莫遠挑開竹簾向外探望,只見雨幕如註,傾盆而下。

漫天雨聲宛如敲擊在心頭,平添一股莫名的不安。

莫遠便又放下簾子,將視線投向室內。

屋裏路離正在酣睡,長長的睫毛隨著呼吸微微顫動,看起來乖巧無比。但說來奇怪,不管路離平日裏是說是笑,莫遠總覺得這孩子的眉宇間有股揮散不去的哀愁。這或許和他目睹雙親生生被奸人所殺的場面,所受的刺激說不定今生都無法真正撫平。
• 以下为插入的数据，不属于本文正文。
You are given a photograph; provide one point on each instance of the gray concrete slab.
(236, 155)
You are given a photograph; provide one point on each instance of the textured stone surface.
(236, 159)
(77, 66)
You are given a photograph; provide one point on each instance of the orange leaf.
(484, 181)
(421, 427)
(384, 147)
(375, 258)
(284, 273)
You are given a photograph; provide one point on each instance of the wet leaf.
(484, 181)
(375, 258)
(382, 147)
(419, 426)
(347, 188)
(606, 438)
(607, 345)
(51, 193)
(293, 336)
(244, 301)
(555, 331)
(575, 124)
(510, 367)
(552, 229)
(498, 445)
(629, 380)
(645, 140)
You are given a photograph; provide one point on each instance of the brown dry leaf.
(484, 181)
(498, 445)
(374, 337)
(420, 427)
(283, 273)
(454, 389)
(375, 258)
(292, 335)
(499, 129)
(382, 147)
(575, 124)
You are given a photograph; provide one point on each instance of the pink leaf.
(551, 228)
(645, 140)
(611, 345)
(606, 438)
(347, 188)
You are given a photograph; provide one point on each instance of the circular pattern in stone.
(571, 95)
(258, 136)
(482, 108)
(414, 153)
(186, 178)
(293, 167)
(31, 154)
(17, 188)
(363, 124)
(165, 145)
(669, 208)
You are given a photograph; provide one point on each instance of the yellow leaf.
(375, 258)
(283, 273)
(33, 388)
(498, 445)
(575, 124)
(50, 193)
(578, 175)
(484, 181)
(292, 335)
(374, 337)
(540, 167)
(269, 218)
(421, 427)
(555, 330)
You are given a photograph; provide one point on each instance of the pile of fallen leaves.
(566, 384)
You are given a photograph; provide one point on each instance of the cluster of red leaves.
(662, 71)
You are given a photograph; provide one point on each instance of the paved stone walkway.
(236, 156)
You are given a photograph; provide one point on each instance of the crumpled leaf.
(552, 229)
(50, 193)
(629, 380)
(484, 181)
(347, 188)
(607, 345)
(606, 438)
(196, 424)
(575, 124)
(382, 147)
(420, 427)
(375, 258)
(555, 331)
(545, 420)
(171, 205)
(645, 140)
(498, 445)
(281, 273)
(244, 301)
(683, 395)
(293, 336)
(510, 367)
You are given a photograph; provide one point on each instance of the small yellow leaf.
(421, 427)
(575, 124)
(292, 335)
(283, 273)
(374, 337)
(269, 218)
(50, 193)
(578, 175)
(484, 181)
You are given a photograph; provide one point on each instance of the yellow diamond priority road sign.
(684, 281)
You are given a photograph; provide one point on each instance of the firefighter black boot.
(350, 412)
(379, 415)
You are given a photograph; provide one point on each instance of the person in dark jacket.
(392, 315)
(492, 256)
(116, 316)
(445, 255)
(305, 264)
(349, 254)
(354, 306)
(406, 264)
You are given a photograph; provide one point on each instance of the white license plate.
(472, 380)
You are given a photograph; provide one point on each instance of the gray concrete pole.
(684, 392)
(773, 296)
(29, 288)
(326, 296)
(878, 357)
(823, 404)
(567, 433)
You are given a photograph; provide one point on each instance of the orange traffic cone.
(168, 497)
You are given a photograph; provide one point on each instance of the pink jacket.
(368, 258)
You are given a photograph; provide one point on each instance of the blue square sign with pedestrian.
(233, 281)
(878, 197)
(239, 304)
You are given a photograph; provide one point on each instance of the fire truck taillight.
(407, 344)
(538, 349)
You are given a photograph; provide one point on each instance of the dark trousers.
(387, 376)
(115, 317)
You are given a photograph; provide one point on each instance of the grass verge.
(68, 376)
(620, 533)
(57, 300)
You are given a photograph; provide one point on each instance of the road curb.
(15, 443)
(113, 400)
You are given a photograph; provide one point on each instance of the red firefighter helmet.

哪怕是莫遠回憶起當日場景,自己也感覺心驚膽顫。那遺世英雄路衍忠,為了守護使命,不惜將自己和妻子的性命都搭上了。說來慚愧,自己自認武功高強,卻還是無法將好人拯救,只救得路衍忠唯一的孩子路離出來。

“忠義心中存,長路永不忘……”

望著路離的睡臉,莫遠無意識地呢喃著。

這兩句詩,是路衍忠臨終時對著自己用盡全力所說的。初聽來,莫遠只是以為乃這位英雄魂歸之時無意的感慨。但隨著這些日子,他左向右想,愈發覺得它們別有用意。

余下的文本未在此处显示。